Мать удивленно подняла глаза — в голосе прозвучало отчаяние, и она его услышала. Еще раз посоветовала пойти лечь.

— На кладбище! Да лучше было бы остаться в рейхе, по горло сыта кладбищами! — кричала Надя, плача.

— Но, милая, там лежит твой отец! — негодуя, удивилась та.

— Лежит, — погасшим голосом сказала Надя, в печальном изумлении глядя на свою мать.

Лежит. И пусть лежит. И радуется, что никто его не беспокоит, жена приходит на могилку причитать и класть цветочки. Мне, мне зачем идти? Плакать и вспоминать былое? Что вспоминать, когда я его даже не видала! Есть столько других мест, где следовало бы предаваться скорби. После трех лет разлуки мать предлагает мне это… да она ненавидит меня, как, верно, ненавидела и Пршемысла — если с такой бесповоротностью поставила на сыне крест, — а теперь хочет потихоньку отделаться и от меня.

— Матушка, почему ты такая?..

— Какая еще такая? Меня жизнь по головке не гладила, мне ничего никто не дал на дармовщинку…

«Мне, что ли, дали?» — хотела сказать Надя, но сдержалась.
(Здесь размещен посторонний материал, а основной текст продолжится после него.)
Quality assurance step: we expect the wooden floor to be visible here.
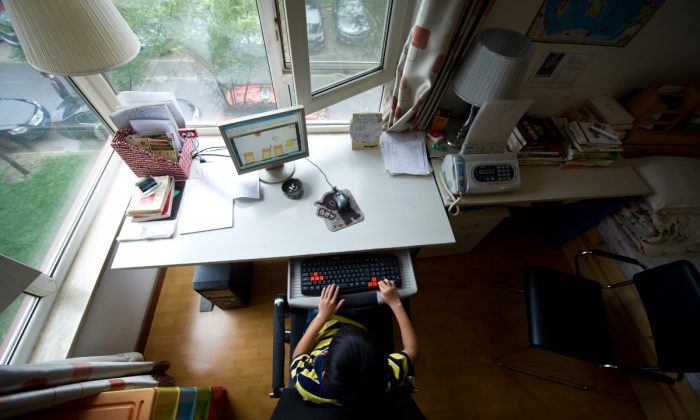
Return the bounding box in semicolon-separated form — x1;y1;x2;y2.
145;218;645;420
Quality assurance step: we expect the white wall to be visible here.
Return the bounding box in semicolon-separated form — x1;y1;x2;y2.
443;0;700;115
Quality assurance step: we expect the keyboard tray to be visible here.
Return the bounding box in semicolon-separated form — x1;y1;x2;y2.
287;249;418;309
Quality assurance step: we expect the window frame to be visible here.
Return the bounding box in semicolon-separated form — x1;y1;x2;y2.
0;75;121;364
284;0;415;114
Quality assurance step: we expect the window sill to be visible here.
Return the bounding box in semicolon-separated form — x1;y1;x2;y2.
29;160;136;363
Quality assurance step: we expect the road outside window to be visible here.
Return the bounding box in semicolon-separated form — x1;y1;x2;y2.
0;9;108;355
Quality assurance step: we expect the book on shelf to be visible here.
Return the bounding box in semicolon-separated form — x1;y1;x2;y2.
131;184;175;222
506;116;567;165
564;121;623;152
125;132;180;162
126;175;174;216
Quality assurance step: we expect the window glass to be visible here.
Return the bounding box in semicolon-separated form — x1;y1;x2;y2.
0;12;109;359
306;86;383;124
106;0;277;124
306;0;388;92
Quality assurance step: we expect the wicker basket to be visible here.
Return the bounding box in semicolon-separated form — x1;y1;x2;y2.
112;129;195;179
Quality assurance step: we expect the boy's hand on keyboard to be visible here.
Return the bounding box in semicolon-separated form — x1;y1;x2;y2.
379;279;401;306
317;284;345;323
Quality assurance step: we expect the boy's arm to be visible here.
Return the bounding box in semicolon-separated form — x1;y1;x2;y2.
379;279;418;362
292;284;345;360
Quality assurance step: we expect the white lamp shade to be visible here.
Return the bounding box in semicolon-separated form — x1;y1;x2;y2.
453;28;535;106
3;0;141;76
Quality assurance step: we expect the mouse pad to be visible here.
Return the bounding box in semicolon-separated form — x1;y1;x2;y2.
314;190;365;232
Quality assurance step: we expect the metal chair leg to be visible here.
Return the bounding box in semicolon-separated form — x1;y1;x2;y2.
496;346;595;391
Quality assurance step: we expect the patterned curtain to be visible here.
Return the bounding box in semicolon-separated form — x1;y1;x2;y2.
383;0;493;131
0;353;175;418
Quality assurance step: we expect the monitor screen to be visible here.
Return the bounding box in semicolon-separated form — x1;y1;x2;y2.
219;106;309;174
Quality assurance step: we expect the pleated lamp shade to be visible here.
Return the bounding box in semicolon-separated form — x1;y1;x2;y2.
453;28;535;107
3;0;141;76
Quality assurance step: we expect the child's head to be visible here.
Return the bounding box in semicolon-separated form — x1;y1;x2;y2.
323;325;388;405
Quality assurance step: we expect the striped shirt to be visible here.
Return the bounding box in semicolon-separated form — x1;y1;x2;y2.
289;315;411;404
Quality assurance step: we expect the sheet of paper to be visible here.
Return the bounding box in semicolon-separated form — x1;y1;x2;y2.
198;160;260;200
117;91;185;128
178;179;233;235
117;217;177;242
130;120;183;152
109;102;185;130
380;131;430;175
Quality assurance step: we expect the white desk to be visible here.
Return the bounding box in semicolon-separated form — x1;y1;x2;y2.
112;135;455;269
431;159;652;206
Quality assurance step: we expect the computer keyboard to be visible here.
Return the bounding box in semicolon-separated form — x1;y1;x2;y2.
301;253;401;296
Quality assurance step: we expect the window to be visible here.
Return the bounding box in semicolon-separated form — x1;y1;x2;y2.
0;22;109;362
106;0;277;125
105;0;410;126
278;0;412;112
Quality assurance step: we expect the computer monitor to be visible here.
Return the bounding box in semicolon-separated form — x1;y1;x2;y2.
219;106;309;183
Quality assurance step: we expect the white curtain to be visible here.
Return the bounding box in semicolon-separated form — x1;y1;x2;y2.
383;0;493;131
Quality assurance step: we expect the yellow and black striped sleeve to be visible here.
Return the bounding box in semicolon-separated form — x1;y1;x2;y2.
387;352;412;389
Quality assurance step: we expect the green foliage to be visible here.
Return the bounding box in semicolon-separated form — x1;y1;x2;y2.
110;0;270;113
0;154;93;266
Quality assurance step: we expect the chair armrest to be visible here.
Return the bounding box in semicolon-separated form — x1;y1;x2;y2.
574;249;647;289
618;364;685;385
270;295;288;398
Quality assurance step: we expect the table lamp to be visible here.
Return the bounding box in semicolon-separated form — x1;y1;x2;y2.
448;28;535;148
3;0;141;76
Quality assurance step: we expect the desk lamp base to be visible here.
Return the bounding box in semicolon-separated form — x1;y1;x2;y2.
258;162;294;184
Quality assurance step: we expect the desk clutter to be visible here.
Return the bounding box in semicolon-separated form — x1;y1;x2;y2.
111;128;196;179
109;92;197;179
379;131;431;175
314;190;365;232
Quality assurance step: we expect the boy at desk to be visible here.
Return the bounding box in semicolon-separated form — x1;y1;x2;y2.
290;279;418;405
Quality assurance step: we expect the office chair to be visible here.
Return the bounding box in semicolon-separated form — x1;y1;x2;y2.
270;295;425;420
497;250;700;390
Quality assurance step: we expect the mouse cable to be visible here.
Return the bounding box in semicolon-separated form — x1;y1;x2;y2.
306;158;335;191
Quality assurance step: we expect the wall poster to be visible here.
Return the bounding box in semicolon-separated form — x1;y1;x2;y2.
527;0;664;47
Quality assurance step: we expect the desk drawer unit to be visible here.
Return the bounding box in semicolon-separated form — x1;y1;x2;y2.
417;206;510;258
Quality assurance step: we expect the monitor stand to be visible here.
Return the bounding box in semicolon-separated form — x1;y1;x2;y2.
258;162;294;184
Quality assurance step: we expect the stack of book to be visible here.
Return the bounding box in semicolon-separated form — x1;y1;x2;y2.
581;96;634;134
126;175;175;222
563;121;623;166
126;132;181;162
506;116;566;165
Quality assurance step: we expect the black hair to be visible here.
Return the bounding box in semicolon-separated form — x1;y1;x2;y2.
323;325;388;405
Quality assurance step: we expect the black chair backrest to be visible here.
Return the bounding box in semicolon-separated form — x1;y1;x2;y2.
633;260;700;373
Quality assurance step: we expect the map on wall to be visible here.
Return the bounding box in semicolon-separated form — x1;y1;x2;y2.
527;0;664;47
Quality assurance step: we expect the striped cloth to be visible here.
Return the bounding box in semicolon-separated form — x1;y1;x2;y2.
290;315;411;405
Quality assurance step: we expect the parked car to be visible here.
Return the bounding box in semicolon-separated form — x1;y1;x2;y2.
306;4;326;51
0;98;51;144
336;0;370;44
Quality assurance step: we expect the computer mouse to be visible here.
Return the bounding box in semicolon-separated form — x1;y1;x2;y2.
333;191;350;211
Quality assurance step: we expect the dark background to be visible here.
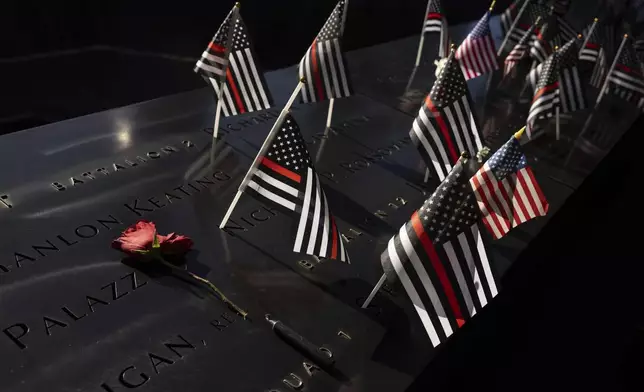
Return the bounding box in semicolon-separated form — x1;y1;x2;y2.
0;0;510;133
0;0;644;391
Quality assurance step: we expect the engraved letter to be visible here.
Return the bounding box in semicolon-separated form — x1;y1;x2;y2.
163;335;197;358
119;366;150;389
2;323;29;350
42;316;67;336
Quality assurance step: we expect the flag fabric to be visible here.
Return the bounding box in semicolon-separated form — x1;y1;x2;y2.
553;0;572;16
503;24;538;76
557;16;577;43
501;0;526;36
299;0;352;102
579;21;607;88
380;159;498;347
526;52;559;136
244;114;349;262
423;0;449;58
410;51;483;181
530;15;577;63
508;2;550;49
456;11;499;80
557;38;588;113
608;42;644;109
470;136;548;239
204;16;273;116
195;7;238;84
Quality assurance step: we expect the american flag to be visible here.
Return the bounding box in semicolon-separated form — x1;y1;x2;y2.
195;7;239;85
501;0;526;35
579;21;606;88
202;11;273;116
553;0;572;15
470;136;548;239
508;2;550;49
608;42;644;109
456;11;499;80
423;0;449;58
380;159;498;347
526;48;559;136
299;0;351;102
245;114;349;262
530;15;577;63
503;25;538;76
557;38;588;113
409;51;483;180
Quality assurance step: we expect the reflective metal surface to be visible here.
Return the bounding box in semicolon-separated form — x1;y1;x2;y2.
0;13;632;392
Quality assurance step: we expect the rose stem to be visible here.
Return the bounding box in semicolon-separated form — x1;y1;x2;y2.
160;259;248;319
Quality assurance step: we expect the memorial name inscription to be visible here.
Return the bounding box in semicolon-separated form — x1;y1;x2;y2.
100;312;240;392
2;271;148;350
0;170;232;274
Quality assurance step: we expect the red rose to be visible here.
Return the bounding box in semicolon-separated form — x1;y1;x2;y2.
112;221;193;257
159;233;193;256
112;221;157;254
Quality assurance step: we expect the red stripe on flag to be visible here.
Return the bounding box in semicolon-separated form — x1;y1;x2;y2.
262;157;302;184
226;68;246;114
471;169;504;239
480;170;512;232
311;38;324;101
208;42;226;53
425;95;459;163
411;211;465;327
518;167;549;216
508;174;534;223
331;217;338;259
532;82;559;103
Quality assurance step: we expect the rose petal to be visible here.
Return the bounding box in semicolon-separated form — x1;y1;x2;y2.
159;233;194;255
112;221;156;254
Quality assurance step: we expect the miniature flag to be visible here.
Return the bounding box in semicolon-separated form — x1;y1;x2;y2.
299;0;352;102
410;51;483;180
579;21;606;88
608;42;644;111
526;48;559;136
553;0;572;16
470;136;548;240
501;0;526;36
195;6;273;116
557;38;588;113
503;25;539;76
527;38;588;113
508;3;550;45
195;7;238;85
456;11;499;80
423;0;449;58
244;114;349;262
380;155;498;347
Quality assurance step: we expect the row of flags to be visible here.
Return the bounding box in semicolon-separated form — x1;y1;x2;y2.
195;0;644;346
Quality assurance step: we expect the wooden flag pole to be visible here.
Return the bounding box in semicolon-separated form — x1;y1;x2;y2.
212;89;224;139
415;0;431;67
579;18;599;55
555;105;561;140
361;274;387;309
496;0;530;57
595;34;628;105
326;98;335;129
219;78;306;229
212;2;241;139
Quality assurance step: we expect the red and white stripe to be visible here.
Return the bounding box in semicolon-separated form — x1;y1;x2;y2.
470;162;548;239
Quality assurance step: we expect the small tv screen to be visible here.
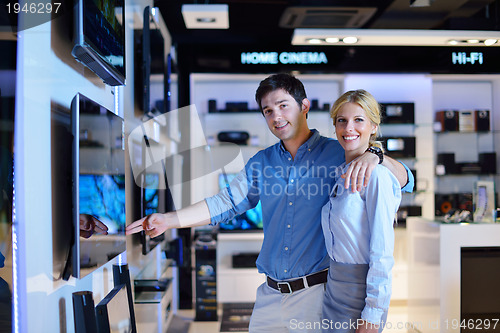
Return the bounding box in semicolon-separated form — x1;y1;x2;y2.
72;0;125;86
144;174;160;215
96;284;135;333
72;94;126;278
219;173;263;231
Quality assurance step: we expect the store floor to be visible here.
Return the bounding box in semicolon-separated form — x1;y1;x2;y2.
177;302;408;333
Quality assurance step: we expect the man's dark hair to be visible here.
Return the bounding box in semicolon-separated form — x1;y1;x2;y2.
255;73;307;112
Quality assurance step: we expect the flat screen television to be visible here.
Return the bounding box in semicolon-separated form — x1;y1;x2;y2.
219;173;263;232
129;134;175;254
95;284;136;333
71;94;126;278
50;102;74;280
72;0;125;86
134;6;169;116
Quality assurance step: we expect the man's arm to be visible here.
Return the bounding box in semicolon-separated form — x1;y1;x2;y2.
342;152;408;192
125;200;210;237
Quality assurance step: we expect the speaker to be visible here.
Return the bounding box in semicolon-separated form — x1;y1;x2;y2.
208;99;217;113
474;110;490;132
479;153;497;175
380;136;416;158
437;153;458;175
436;110;458;132
217;131;250;145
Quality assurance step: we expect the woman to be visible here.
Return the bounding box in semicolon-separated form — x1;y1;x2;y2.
322;90;401;332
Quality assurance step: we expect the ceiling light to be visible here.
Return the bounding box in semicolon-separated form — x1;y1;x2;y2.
292;29;500;47
325;37;340;44
342;36;358;44
181;4;229;29
484;39;498;46
308;38;322;44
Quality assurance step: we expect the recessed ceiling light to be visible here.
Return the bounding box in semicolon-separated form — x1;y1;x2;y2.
342;36;358;44
484;39;498;46
325;37;340;44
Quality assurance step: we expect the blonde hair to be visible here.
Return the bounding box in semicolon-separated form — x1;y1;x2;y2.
330;89;383;149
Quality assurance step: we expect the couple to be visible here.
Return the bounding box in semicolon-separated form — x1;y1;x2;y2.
126;74;413;333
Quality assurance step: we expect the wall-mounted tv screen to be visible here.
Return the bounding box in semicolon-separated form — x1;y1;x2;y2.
134;6;168;115
95;284;135;333
72;94;126;278
219;173;263;231
72;0;125;86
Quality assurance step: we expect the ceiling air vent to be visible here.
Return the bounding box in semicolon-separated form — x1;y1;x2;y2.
280;7;377;28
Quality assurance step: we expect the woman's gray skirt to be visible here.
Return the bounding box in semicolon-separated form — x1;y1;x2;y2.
322;260;387;333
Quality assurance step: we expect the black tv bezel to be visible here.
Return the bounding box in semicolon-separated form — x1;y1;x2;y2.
71;0;126;86
71;93;126;279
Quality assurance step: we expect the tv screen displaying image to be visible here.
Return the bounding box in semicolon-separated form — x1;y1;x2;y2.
219;173;263;231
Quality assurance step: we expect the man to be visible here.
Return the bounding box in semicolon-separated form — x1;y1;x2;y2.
127;74;413;333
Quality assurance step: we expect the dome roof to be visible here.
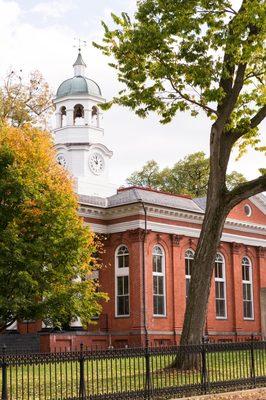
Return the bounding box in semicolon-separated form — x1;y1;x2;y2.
56;76;102;97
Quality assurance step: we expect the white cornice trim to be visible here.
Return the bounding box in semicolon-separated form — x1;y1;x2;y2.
79;203;266;235
87;220;266;247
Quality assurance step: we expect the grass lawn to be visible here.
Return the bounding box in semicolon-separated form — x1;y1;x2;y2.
0;350;266;400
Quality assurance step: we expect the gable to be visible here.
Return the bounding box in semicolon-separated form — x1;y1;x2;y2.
227;196;266;225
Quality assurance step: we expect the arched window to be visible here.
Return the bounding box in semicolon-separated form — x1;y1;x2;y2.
185;249;195;300
152;245;166;316
242;257;254;319
91;106;99;126
115;245;129;317
73;104;84;125
60;106;66;128
214;253;227;319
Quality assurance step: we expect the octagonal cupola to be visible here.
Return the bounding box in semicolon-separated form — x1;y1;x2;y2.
53;49;114;196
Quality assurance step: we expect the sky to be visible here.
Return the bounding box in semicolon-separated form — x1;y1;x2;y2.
0;0;265;186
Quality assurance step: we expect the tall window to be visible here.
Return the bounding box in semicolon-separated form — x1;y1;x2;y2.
242;257;254;319
115;246;129;317
214;253;227;318
185;249;195;300
152;246;166;316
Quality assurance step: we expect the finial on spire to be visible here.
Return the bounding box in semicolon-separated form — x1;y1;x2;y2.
73;38;87;76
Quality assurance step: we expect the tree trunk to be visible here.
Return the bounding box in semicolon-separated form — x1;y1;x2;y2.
173;197;227;369
174;124;230;369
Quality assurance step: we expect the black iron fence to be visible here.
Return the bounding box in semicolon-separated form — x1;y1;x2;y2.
0;341;266;400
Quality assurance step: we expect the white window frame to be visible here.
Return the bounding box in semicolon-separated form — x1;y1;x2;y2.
214;253;227;319
152;244;166;317
185;249;195;302
115;244;130;318
241;256;254;321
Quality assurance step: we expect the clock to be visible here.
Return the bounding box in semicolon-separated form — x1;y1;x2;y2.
89;152;104;175
56;154;67;168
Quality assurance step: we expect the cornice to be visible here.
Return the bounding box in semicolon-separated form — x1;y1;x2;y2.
86;220;266;247
79;203;266;235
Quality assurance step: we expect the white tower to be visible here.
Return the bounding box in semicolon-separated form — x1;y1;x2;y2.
54;49;115;197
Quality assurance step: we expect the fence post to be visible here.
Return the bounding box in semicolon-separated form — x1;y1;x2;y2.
79;343;86;400
250;333;256;388
145;339;152;400
201;336;208;394
1;346;8;400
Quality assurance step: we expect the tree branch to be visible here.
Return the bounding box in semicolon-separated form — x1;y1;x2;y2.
167;76;217;115
227;175;266;212
250;105;266;129
230;105;266;145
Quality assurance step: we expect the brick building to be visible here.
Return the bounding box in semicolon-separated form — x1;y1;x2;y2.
2;52;266;350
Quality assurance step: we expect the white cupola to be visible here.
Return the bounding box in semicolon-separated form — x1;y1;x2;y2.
53;49;115;197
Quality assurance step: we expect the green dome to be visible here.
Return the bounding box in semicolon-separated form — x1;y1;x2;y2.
56;76;102;97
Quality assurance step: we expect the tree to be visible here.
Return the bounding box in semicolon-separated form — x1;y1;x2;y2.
0;71;52;128
0;125;106;331
127;151;246;197
96;0;266;344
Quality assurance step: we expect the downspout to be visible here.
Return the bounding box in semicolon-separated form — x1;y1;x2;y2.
134;189;149;347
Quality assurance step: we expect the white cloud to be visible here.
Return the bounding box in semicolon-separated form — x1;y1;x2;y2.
30;0;76;19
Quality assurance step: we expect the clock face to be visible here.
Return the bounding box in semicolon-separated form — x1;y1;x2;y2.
56;154;67;168
89;153;104;175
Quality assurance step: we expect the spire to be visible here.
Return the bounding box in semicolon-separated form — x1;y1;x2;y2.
73;48;86;76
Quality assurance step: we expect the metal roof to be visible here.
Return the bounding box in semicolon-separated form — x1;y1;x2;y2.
79;187;203;214
56;76;102;97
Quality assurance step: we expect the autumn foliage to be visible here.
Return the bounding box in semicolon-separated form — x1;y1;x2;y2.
0;125;105;330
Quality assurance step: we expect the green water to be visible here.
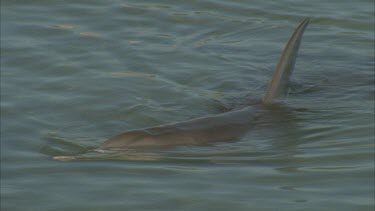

— Я не могу позволить себе кутить и лобызаться при встречах.

— Меня два года не было…

— Ты уехала и не спросила, как я тут… без Пршемысла, — несправедливо кольнула мать, — впрочем, можешь не ходить, если тебе так трудно оказать покойному отцу положенное уважение.

Это последнее военное рождество всю жизнь потом рисовалось Надежде какой-то сказкой о девочке из другой части света, из другого столетия.

После двухлетнего отсутствия приехала домой — и словно с того июньского дня, когда уехала, и до декабрьского утра, когда вернулась, не произошло здесь ровно ничего.

Она осмелилась спросить о Пршемысле. Мать только плечами пожала. Потом положила перед дочерью четыре письма. Первое было Наде знакомо: Пршемысл оставил его на кухонном столе, когда уходил. Если бы мать тогда ему написала, он, может, еще и вернулся бы. Вторым письмом он сообщал, что принят. Третье отправлено было после получения диплома в Берлинском университете. Четвертое, последнее, — когда он поступил в ганноверскую больницу.